Lack of information about CBC’s new documentary unit is rattling the cages of independent filmmakers, who fear the country’s leading doc producer is quietly stepping back from third-party productions.
Doc makers learned earlier this year that CBC had formed CineNorth, an in-house documentary unit headed by veteran producer Mark Starowicz, and worry that the group stands to put a dent in their bottom line by snapping up deals with Witness, Life & Times and other network shows. Many are further concerned by what they deem CineNorth’s ‘secretive’ behavior.
‘CBC is the tent pole of the entire system,’ says Sandy Crawley, executive director of the Canadian Independent Film Caucus. ‘They commission the most important, creative and risk-taking documentaries in Canada…but our fear is they will take them in-house.’
Peter Raymont of Toronto’s White Pine Pictures says the doc community is ‘very concerned.’
‘No one has come out and sat down with the independent film community and let us know what their plans are,’ he says. ‘Why is it so difficult to find out what these guys are up to?’
‘It’s easier to get a hold of the Pope,’ adds Crawley, recalling efforts to contact Starowicz.
Reached at his office, Starowicz insists that CineNorth has nothing to hide. ‘I’m talking to you aren’t I?’ he replies. ‘I mean, we’ve only existed for six months for goodness sake.’
His boss, executive director of network programming Slawko Klymkiw, scoffs at the suggestion that CBC would do anything to hurt its ‘great and brilliant’ history of TV docs, adding he has repeatedly told that to the indie community. ‘Would we just shut that down? No. Never,’ he says, adding CineNorth will turn out only 15% of CBC content, at most.
CineNorth formed early in the summer when CBC split its documentary unit in two – one to do work in-house and the other, headed by producer Jerry McIntosh, to deal with independents.
The unit has no standing budget, says Starowicz, and is funded on a project-by-project basis. CBC will not release further financial details, but Starowicz downplays any possible economic impact on indies, arguing that the network still deals with outside prodcos via McIntosh and that CineNorth continues to hire individual contractors.
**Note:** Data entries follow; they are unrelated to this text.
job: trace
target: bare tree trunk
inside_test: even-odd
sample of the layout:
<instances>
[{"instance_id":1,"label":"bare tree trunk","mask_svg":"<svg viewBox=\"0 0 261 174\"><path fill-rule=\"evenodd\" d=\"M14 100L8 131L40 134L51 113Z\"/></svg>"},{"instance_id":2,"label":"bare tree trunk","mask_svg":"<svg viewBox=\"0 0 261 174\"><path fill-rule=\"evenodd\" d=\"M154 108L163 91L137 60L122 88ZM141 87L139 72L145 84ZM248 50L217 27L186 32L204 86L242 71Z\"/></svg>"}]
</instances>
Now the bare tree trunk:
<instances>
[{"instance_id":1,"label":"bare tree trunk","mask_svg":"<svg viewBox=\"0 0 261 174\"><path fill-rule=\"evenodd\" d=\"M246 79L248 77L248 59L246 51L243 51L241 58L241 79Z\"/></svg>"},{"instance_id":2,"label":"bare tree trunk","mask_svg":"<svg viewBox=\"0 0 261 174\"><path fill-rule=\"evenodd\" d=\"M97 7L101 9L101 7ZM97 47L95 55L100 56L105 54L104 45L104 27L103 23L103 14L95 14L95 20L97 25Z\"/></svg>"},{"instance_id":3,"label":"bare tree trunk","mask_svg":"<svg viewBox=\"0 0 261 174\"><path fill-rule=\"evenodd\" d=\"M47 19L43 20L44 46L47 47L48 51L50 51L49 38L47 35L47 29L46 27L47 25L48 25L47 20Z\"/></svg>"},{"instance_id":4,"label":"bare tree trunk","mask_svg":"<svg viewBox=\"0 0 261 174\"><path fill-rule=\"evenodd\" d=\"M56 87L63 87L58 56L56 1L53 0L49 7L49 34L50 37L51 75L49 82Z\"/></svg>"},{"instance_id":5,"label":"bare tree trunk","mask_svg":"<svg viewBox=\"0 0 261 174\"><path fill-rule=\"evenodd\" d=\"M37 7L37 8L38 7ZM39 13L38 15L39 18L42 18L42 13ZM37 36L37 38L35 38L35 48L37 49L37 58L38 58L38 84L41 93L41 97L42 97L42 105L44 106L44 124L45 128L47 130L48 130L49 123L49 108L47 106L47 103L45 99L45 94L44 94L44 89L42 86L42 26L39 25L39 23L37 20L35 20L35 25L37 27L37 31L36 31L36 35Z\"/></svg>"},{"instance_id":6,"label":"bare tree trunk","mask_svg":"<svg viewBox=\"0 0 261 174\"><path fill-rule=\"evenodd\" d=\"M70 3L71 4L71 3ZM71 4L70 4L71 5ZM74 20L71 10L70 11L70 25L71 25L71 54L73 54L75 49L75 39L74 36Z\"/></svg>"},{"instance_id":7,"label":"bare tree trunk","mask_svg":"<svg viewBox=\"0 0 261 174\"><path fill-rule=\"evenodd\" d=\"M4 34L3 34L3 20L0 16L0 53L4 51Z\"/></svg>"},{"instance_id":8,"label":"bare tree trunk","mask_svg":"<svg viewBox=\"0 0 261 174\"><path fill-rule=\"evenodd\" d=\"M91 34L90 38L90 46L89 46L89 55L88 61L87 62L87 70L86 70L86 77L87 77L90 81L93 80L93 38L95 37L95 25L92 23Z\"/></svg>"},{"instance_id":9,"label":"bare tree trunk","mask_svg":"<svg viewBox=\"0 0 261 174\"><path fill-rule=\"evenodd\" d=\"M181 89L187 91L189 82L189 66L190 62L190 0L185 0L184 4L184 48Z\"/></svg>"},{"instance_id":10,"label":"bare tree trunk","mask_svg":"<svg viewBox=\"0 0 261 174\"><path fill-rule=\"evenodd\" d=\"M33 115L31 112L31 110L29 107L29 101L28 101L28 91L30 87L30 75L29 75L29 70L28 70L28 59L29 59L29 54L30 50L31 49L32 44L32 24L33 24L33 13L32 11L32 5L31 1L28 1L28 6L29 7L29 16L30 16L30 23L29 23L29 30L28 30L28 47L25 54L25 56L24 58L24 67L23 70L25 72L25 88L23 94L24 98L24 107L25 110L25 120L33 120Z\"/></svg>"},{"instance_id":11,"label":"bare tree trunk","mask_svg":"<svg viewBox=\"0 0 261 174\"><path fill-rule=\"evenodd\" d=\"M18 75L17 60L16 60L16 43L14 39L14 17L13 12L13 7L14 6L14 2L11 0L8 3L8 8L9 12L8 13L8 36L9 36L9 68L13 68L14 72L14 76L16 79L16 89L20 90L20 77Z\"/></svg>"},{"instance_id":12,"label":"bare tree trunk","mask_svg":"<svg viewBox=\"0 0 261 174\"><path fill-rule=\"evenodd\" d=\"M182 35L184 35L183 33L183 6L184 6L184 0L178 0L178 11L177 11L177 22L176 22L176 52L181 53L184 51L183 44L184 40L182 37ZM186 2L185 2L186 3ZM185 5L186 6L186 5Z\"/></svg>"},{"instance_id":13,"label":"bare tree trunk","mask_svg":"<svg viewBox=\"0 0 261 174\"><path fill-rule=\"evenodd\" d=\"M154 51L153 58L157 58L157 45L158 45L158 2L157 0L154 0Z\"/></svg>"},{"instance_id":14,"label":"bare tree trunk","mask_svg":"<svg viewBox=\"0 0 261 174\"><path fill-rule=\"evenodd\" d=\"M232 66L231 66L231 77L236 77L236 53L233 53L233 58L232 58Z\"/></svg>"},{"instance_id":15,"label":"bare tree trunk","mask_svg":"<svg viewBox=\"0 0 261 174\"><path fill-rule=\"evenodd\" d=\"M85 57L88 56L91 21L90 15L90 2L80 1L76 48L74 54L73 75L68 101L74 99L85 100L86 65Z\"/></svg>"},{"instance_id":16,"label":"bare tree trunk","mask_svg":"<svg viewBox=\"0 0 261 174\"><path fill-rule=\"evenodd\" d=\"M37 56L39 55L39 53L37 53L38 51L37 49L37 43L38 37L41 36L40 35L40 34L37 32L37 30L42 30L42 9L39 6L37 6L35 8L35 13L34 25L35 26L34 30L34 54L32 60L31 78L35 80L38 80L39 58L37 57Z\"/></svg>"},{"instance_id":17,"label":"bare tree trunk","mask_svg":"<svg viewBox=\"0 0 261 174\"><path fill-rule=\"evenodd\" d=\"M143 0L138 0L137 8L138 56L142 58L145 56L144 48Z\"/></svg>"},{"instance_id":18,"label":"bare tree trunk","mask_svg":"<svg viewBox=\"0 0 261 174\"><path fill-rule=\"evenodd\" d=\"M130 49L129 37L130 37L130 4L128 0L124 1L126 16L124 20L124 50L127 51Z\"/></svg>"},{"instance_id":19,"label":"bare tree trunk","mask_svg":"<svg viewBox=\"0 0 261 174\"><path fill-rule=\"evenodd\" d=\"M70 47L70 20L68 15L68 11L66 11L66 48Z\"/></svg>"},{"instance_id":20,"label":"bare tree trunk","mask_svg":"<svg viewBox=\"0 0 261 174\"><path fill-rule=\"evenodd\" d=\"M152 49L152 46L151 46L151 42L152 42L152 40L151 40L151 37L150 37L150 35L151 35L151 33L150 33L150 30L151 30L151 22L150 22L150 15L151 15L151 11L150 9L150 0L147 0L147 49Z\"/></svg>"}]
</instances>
The split was prompted in part by the success of Canada: A People’s History, which Starowicz produced, but also by CBC’s lack of recent wholly owned material.
The CBC owns no rights to third-party produced shows, which greatly increased in number over the past 10 years.
‘The vaults are empty,’ says Starowicz. ‘We have a 50-year tradition of documentaries that was allowed to lapse for most of the ’90s. And in this day and age a broadcaster is its vaults.’ CBC needs to own product if it is to compete on the international market, he says.
His group’s mandate is to produce one-off and short doc series, and in particular to turn out projects suitable for international coproduction. A three- to four-hour doc about the history of the Red Cross and a biography of Winston Churchill are among the shows in the works. CineNorth is also working on a longer series The Canadian Experience, a sort of sequel to People’s History, and two hours about 19th century pioneers Susannah Moodie and Catherine Parr Trail called Sisters in the Wilderness.
CBC commissioned 52 hours of news and current affairs docs in its fiscal year 2001, and 61 hours in 2002. Approximately 25 additional hours were outsourced both years for arts and entertainment shows such as The Nature of Things and Opening Night.